Yüksel Sezgin is an assistant professor of comparative politics and law at Maxwell School of Citizenship and Public Affairs, Syracuse University, and a Visiting Research Scholar at Center for Democracy, Toleration and Religion at Columbia University .
Yüksel was born in Izmir, Turkey in 1974. He graduated first in his class from Izmir Ataturk High School in 1991. He obtained his B.A. in International Relations & Law, magna cum laude, from the Mekteb-i Mülkiye, formerly known as the Imperial College of Civil Service. After the college, he worked as the Assistant Regional Coordinator for the Middle East and North Africa region at the Foreign Economic Relations Board of Turkey (DEIK) in Istanbul.
Later, he won a scholarship from the Israeli Government to conduct a study on Russian Jewry and pursue his M.A. at the Hebrew University of Jerusalem. During his time in Israel, Yüksel also worked as a freelance-correspondent for the BBC Turkish News Service, NTV, and the Turkish Daily Radikal, reporting on regional affairs from Jerusalem and the West Bank.
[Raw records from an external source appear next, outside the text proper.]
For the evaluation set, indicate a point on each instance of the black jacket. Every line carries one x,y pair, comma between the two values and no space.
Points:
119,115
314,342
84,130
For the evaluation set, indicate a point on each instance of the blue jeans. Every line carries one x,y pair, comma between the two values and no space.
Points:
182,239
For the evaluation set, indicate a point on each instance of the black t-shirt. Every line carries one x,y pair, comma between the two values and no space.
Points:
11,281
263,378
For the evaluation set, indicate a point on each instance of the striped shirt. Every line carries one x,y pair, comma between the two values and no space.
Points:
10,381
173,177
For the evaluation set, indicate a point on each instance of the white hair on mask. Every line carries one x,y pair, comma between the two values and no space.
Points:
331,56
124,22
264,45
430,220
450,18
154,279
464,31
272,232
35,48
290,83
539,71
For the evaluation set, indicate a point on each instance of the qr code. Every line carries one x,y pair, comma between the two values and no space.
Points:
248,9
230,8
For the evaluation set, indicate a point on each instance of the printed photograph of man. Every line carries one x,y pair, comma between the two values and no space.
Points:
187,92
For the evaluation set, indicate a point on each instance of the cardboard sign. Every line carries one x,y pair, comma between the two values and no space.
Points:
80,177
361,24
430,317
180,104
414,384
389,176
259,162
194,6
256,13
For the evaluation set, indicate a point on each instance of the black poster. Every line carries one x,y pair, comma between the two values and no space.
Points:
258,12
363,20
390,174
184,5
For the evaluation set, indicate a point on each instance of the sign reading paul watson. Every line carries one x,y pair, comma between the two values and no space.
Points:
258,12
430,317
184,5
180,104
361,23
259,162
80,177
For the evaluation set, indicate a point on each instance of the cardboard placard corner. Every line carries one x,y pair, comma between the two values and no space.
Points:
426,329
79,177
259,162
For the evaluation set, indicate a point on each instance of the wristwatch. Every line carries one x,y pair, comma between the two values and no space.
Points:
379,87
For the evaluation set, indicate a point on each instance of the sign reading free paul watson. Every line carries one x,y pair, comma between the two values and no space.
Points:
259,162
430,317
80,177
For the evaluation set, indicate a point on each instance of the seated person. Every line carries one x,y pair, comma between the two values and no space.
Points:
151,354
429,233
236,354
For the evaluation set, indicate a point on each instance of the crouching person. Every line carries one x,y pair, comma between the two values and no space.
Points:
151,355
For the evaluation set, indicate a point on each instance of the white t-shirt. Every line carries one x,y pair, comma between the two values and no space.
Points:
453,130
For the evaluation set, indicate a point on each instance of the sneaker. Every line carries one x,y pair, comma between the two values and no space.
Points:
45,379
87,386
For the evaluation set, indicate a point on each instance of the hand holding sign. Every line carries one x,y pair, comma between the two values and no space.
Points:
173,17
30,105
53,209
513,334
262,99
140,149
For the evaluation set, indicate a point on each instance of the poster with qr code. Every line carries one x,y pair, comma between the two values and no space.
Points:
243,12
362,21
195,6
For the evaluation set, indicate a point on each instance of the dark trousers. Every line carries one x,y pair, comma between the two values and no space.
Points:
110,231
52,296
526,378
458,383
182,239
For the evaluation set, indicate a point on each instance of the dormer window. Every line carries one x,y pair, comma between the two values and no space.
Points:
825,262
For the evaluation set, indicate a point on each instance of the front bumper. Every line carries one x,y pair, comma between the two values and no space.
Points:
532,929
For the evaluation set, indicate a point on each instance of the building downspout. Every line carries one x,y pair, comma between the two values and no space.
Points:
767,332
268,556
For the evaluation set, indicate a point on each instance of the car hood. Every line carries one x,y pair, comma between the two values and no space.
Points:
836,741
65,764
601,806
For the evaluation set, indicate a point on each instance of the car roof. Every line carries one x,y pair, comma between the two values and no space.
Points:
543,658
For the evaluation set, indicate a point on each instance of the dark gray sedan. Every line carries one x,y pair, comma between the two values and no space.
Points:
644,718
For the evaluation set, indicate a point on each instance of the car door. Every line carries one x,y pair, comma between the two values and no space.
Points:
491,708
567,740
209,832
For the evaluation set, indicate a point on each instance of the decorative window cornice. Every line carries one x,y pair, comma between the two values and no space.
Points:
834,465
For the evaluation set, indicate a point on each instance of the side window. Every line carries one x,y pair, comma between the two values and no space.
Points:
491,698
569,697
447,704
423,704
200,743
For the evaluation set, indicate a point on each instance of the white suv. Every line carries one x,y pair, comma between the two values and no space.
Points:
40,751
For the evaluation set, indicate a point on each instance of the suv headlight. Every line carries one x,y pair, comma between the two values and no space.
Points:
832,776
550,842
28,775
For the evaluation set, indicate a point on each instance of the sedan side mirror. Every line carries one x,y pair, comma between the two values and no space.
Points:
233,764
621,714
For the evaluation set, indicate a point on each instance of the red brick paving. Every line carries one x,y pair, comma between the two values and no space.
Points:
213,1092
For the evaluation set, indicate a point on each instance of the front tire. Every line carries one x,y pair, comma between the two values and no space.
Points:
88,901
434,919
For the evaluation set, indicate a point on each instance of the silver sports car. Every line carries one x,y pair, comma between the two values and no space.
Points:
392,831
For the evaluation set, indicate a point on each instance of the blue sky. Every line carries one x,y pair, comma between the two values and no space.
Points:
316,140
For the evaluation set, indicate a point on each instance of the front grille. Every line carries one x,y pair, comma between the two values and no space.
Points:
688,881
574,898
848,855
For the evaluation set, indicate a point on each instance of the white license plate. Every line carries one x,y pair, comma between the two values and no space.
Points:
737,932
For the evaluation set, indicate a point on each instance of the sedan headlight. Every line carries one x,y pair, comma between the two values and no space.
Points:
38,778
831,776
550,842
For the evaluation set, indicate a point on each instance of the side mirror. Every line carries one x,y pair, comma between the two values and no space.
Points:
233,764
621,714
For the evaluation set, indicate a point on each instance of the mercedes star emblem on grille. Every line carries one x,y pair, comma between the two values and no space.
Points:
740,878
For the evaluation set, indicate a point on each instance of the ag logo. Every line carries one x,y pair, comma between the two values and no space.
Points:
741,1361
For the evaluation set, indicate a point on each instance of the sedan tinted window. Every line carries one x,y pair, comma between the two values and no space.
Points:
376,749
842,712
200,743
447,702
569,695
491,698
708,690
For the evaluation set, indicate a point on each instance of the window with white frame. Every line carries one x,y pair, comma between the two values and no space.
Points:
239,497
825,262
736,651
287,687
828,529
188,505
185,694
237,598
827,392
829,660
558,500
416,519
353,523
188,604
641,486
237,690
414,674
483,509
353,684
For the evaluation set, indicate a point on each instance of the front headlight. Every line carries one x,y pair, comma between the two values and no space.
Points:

To deepen his understanding of the Arab and Muslim world, Yüksel continued his graduate studies in London where he received an M.A. in Near and Middle Eastern Studies and graduated summa cum laude from the School of Oriental and African Studies (SOAS). Upon successful completion of his graduate work in London, he moved to the University of Washington (UW) in Seattle where he earned his PhD. in political science and public law. The doctoral dissertation that Yüksel wrote under the supervision of Profs. Joel S. Migdal, Michael McCann, Ellis Goldberg and Gad Barzilai received both the American Political Science Association's Aaron Wildavsky and the Middle East Studies Association’s Malcolm H. Kerr best dissertation awards in 2008. While working on his PhD at UW, Yüksel also concurrently earned a graduate degree in international development policy and management from the Evans School of Public Affairs.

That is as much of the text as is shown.